Les résistances culturelles

Vivre avec la faim 

« Toute mon enfance fut axée sur le problème de la nourriture, et mes souvenirs les plus vivaces n’évoquent que cette faim qui nous habitait en permanence, et dont personne ne parlait ».

Antoine BANGUI, Les ombres de Kôh, 1983, p.152.

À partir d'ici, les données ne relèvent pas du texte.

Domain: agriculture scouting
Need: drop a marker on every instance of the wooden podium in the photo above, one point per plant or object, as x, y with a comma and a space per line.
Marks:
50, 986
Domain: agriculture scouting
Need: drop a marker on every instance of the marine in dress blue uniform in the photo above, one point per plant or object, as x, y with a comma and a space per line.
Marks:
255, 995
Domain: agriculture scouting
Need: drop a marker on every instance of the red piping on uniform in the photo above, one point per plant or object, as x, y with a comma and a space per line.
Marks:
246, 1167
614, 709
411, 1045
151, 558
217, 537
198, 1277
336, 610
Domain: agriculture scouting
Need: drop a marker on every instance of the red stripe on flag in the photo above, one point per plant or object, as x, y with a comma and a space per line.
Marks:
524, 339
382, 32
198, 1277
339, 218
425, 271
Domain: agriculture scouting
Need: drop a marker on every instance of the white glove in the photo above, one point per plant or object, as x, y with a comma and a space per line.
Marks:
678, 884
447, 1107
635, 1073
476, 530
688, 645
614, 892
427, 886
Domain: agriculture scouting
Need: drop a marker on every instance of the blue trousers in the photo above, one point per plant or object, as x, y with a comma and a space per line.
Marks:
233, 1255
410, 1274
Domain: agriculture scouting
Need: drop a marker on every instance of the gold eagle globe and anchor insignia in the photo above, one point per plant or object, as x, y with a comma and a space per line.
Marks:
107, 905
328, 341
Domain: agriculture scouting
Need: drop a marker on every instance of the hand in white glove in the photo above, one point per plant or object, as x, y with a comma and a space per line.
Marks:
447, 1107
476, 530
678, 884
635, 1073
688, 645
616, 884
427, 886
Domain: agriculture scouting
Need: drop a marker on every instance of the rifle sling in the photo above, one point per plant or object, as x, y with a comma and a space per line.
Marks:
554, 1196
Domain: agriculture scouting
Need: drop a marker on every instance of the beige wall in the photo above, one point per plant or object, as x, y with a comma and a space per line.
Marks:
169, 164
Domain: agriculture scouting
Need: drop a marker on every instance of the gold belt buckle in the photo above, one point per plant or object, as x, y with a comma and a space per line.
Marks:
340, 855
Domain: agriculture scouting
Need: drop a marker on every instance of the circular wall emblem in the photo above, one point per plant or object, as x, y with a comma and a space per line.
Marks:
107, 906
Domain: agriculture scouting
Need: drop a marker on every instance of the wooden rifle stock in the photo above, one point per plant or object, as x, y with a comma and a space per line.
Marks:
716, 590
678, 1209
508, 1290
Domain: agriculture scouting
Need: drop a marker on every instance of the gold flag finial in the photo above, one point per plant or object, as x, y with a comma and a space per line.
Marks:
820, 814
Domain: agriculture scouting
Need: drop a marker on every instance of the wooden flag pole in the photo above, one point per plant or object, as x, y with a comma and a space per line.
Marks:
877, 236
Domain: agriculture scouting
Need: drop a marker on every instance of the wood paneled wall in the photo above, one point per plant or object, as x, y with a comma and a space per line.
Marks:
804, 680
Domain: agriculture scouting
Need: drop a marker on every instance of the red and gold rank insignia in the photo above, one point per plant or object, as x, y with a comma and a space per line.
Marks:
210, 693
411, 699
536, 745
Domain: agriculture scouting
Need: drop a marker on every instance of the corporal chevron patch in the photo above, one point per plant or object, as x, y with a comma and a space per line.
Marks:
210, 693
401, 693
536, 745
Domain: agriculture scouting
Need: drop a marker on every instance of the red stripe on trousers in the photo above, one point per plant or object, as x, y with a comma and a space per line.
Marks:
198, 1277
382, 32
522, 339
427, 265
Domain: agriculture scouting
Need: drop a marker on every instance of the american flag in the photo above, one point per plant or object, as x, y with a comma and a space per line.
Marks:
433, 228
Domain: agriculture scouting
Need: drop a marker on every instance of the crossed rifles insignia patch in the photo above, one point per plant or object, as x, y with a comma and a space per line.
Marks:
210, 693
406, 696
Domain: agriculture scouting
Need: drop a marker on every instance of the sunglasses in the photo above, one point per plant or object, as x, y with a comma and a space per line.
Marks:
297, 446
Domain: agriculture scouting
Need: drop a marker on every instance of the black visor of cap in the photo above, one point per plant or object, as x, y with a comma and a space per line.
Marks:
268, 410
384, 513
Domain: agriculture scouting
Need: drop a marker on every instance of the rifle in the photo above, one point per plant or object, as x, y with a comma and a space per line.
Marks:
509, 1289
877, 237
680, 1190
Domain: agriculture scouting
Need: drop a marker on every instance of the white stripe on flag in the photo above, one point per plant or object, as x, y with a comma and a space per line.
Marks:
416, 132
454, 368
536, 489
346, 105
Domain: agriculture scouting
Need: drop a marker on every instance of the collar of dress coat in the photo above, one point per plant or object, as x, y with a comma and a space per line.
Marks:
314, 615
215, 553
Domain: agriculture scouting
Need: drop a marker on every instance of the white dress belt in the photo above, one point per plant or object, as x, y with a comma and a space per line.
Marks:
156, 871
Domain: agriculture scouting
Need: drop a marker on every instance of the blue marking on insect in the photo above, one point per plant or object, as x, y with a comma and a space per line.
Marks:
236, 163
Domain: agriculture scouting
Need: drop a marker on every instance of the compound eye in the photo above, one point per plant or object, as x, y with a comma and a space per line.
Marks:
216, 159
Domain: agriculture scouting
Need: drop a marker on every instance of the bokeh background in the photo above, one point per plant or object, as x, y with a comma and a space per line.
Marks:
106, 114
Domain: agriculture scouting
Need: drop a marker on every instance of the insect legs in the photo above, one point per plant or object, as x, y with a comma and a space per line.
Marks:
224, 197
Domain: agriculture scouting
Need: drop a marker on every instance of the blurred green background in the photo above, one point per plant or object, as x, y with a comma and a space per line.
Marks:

De ce que l’on sait de l’histoire, et de ce que l’on peut appréhender de la vie des foyers de l’est tchadien, il ressort que la faim y est une expérience ordinaire, à laquelle son caractère cyclique confère une certaine normalité, dont rend mal compte l’arsenal préventif des institutions internationales. Pour expliquer les pénuries alimentaires, les théories néo-malthusiennes incriminent la pression démographique, elle-même suspectée d’entretenir une dégradation environnementale responsable de l’insuffisance des productions. Il faudra mesurer la validité de ce schéma et en montrer les évidentes limites. Il y a assurément dans l’histoire du Ouaddaï des corrélations chronologiques entre des périodes de pénuries alimentaires et des évènements violents. Elles n’autorisent pas pour autant à recourir à un déterminisme environnemental qui justifierait ces épisodes violents, pour deux raisons : la première est que les contraintes démographiques, loin d’entraîner systématiquement une dégradation des milieux génératrice de violence, encouragent aussi l’adaptation des systèmes de production et des stratégies personnelles. La seconde raison est que ce sont des facteurs sociopolitiques qui déterminent en fin de compte la transformation d’un simple conflit d’usage – contre lequel la société sait se prémunir – en une violence dévastatrice.

Une pénurie structurelle

De l’expérience de la faim aux alertes à la famine

Le Centre de recherche sur l’épidémiologie des catastrophes (CRED) de l’Université catholique de Louvain tient ses comptes. Une base de données internationale y recense, à l’aide de diverses sources, le nombre de personnes tuées ou « affectées « (c’est-à-dire nécessitant une aide d’urgence) par des catastrophes d’origine naturelle ou humaine depuis 1900. La base livre ainsi pour chaque pays un classement (« Top 10 ») des 10 catastrophes naturelles les plus meurtrières, et un classement des 10 catastrophes naturelles ayant affecté le plus de personnes. D’après ces données, la catastrophe la plus meurtrière qu’ait connu le Tchad depuis un siècle est la sécheresse de 1984, qui fit 3000 morts. Les neuf autres catastrophes recensées sont toutes des épidémies, faisant entre 2312 et 113 victimes.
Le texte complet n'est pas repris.